Statement of Sen. Warner on Senate Vote to Establish A Bipartisan Commission Examining the U.S. Capitol Insurrection on January 6
May 28 2021
WASHINGTON – U.S. Sen. Mark R. Warner (D-VA) released the following after the Senate failed to reach the required 60-vote threshold to establish a bipartisan, independent commission to examine the U.S. Capitol insurrection that occurred on January 6, 2021:
“Today, in the very room that a violent mob desecrated while attempting to undermine our democracy, my colleagues opted out of pursuing a fulsome and transparent investigation into the security failures and actions that ultimately led up to the tragic events on January 6.
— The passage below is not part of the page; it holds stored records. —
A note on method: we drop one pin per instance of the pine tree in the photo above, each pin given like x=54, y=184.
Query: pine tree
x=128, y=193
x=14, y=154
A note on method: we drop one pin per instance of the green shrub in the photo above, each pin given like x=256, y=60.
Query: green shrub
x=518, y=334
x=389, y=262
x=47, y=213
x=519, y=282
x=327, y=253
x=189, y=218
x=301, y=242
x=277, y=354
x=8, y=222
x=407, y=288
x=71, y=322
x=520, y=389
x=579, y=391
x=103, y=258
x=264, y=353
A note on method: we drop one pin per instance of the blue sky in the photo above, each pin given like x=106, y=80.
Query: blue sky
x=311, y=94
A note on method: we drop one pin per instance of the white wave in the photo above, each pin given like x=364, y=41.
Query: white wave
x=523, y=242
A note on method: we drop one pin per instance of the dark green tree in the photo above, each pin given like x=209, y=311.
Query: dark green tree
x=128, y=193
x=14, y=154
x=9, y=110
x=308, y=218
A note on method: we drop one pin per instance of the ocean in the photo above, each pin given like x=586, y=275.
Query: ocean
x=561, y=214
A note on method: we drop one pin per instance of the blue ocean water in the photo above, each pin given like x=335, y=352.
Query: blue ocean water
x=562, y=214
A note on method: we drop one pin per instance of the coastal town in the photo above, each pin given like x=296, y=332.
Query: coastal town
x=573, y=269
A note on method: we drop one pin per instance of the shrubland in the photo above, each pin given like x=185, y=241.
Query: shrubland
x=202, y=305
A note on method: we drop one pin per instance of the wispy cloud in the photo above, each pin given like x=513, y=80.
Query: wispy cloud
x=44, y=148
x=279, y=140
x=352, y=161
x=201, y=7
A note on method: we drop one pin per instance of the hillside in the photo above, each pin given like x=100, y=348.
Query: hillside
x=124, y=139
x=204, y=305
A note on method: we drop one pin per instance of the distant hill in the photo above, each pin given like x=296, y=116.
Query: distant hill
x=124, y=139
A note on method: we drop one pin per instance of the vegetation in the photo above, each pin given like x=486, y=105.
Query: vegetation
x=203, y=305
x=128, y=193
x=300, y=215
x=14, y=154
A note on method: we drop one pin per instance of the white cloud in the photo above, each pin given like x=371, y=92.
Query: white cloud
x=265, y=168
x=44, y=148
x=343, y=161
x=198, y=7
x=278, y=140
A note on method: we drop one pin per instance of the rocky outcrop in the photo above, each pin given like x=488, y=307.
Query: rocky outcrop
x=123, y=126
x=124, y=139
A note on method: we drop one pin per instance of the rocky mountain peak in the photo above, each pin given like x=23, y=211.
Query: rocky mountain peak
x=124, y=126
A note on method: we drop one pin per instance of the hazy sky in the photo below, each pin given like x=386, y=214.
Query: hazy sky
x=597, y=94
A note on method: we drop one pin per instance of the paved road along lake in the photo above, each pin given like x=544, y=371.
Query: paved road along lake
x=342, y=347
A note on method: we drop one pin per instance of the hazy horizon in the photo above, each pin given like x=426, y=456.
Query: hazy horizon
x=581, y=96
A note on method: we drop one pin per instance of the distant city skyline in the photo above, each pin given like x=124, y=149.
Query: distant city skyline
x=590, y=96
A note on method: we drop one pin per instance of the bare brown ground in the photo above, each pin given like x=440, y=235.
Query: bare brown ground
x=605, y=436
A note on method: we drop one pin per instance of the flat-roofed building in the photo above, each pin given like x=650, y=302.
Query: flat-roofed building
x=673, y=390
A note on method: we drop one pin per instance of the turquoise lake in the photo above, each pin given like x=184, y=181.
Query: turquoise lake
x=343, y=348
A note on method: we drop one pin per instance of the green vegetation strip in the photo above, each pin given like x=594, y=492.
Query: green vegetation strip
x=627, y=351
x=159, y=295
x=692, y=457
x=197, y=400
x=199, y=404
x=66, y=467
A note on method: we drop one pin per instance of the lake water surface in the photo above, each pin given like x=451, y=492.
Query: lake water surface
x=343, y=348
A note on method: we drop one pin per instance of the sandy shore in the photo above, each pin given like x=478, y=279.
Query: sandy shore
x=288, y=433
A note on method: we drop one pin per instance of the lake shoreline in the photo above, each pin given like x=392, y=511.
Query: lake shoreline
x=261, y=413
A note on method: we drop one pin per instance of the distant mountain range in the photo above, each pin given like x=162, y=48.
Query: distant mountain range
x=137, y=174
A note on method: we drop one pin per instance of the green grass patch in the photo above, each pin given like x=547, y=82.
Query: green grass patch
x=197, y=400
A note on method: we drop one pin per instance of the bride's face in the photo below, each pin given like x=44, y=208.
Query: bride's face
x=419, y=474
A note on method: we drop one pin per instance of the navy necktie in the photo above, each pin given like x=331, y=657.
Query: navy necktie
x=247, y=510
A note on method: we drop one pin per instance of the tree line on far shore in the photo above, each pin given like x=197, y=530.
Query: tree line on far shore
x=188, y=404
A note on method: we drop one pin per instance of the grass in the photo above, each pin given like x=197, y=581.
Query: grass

“It’s only been four months since the country, and the world, watched in real-time as insurrectionists breached and stormed the United States Capitol. Unfortunately today, there are those who believe that we can simply just wash our hands of what happened, and some who continue to peddle the kind of disinformation that instigated the insurrection in the first place. What we know is this: the actions that day only gave succor to our nation’s enemies, who rejoiced at the thought of democracy’s fragility. Despite the failure of today’s vote, my colleagues in the House and Senate must not shirk our responsibility to seek answers and accountability, and to reassure the American people that our democracy stands strong.”
In February, Sen. Warner – a senior member of the Rules Committee – participated in congressional hearing convened by the Senate Rules Committee and the Homeland Security and Governmental Affairs Committee examining the security failures that enabled a mob supporting former President Donald Trump to overrun the U.S. Capitol on January 6. Following the attack on January 6, as Chairman of the Senate Select Committee on Intelligence, Sen. Warner has also pushed to examine how violent domestic extremists continue to pose a significant threat to our nation.